Sounds like a fun little bender there. Nice work.

Diarrhea of the Mouth said...

i have a friend like that. 5 to 6 pitchers (48oz) a night plus two to three shots of SoCo. this is 7 days a week. and he never vomits and goes to work and performs like a champ, works out for an hour during his lunch.

some ppl sucks

Jack Cobra said...

diarrhea...i believe your friend is an alcoholic

Jez said...

I didn't get hangovers until I turned 30, and then I would get them from drinking only 1 beer. I try to get a bit more sober and drink a lot of water before sleeping. Seems to work 90% of the time.

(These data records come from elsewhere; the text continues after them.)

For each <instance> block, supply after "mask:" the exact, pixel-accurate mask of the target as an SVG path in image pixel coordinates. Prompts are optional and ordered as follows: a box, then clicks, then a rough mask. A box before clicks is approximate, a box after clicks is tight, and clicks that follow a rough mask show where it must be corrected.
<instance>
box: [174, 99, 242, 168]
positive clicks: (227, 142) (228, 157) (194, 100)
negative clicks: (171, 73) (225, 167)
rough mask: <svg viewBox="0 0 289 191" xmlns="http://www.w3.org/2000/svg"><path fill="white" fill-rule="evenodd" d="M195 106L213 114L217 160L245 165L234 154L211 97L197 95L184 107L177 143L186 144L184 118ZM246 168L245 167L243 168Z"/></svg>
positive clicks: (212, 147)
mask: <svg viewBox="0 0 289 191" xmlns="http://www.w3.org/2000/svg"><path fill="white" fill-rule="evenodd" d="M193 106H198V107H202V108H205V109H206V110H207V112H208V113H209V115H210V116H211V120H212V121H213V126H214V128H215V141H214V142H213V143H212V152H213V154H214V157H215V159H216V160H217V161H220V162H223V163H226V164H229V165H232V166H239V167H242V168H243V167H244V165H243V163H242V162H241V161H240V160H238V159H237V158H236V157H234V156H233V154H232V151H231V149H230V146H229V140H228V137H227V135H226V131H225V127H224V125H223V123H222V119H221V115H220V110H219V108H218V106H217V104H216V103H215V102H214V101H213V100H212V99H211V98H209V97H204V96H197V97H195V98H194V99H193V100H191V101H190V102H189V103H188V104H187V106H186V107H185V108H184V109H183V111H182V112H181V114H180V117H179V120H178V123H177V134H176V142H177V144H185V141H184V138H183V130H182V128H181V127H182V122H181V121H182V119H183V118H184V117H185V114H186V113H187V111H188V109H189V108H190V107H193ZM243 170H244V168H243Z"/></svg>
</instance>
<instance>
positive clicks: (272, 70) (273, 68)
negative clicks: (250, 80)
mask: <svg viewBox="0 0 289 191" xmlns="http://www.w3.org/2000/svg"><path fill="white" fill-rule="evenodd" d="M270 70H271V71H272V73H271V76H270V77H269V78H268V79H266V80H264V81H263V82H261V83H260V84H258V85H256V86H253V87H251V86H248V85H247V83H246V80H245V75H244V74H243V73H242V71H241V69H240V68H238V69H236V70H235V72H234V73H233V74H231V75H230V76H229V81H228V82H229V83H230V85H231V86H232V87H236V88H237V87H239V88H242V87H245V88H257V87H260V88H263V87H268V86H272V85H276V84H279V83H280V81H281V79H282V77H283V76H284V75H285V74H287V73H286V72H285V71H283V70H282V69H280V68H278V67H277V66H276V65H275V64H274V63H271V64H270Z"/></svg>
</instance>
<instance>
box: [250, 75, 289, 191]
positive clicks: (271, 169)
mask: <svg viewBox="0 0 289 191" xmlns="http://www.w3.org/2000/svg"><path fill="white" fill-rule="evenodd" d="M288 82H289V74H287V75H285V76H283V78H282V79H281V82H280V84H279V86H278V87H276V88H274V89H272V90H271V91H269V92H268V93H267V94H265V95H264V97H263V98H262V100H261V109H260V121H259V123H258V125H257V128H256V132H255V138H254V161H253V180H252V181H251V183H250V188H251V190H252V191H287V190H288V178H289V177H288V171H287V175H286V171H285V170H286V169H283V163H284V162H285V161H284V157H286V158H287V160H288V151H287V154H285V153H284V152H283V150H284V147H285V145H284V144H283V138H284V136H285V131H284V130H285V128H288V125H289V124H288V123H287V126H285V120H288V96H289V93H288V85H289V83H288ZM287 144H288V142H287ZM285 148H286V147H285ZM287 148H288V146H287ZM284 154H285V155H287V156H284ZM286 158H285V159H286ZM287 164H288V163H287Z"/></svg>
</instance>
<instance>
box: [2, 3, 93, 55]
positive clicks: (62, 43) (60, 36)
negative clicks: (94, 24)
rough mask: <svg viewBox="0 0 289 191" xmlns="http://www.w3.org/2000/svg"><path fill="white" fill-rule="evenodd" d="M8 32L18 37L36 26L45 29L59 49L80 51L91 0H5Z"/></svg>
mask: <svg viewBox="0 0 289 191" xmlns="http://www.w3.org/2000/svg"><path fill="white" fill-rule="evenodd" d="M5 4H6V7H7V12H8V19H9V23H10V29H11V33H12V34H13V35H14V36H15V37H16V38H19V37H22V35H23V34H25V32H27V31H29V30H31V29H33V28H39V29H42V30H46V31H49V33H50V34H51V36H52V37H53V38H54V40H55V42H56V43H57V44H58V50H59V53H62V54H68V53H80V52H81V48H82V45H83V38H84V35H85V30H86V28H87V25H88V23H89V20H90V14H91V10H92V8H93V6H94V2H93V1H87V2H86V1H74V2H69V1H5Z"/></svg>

And two 6-year old birthday parties this weekend. Yee-ha!

Redhead said...

Seriously guys, I just took the time to respond to all of you individually, and my computer just FUCKING ATE IT. That's it - I got up at 4:30 in the goddamn morning yesterday to get to the airport, I'm still fucking exhausted, and I can't deal with replying to all of you again right now (I have to now go, collect myself, and be professional). In the meantime...
THANKS FOR COMMENTING!

fuck...I need some sleep.

rs27 said...

I can't read.

MCBias said...

When you get a chance, check out http://www.myspace.com/quarterlife;I think a "Redhead Review" of the series might be quite interesting.

Anyway, I played 2-2 volleyball for two hours on Friday, loved it...and spent the rest of my weekend crawling around like Gollum in Lord of the Rings. My knees/shoulders just weren't used to it.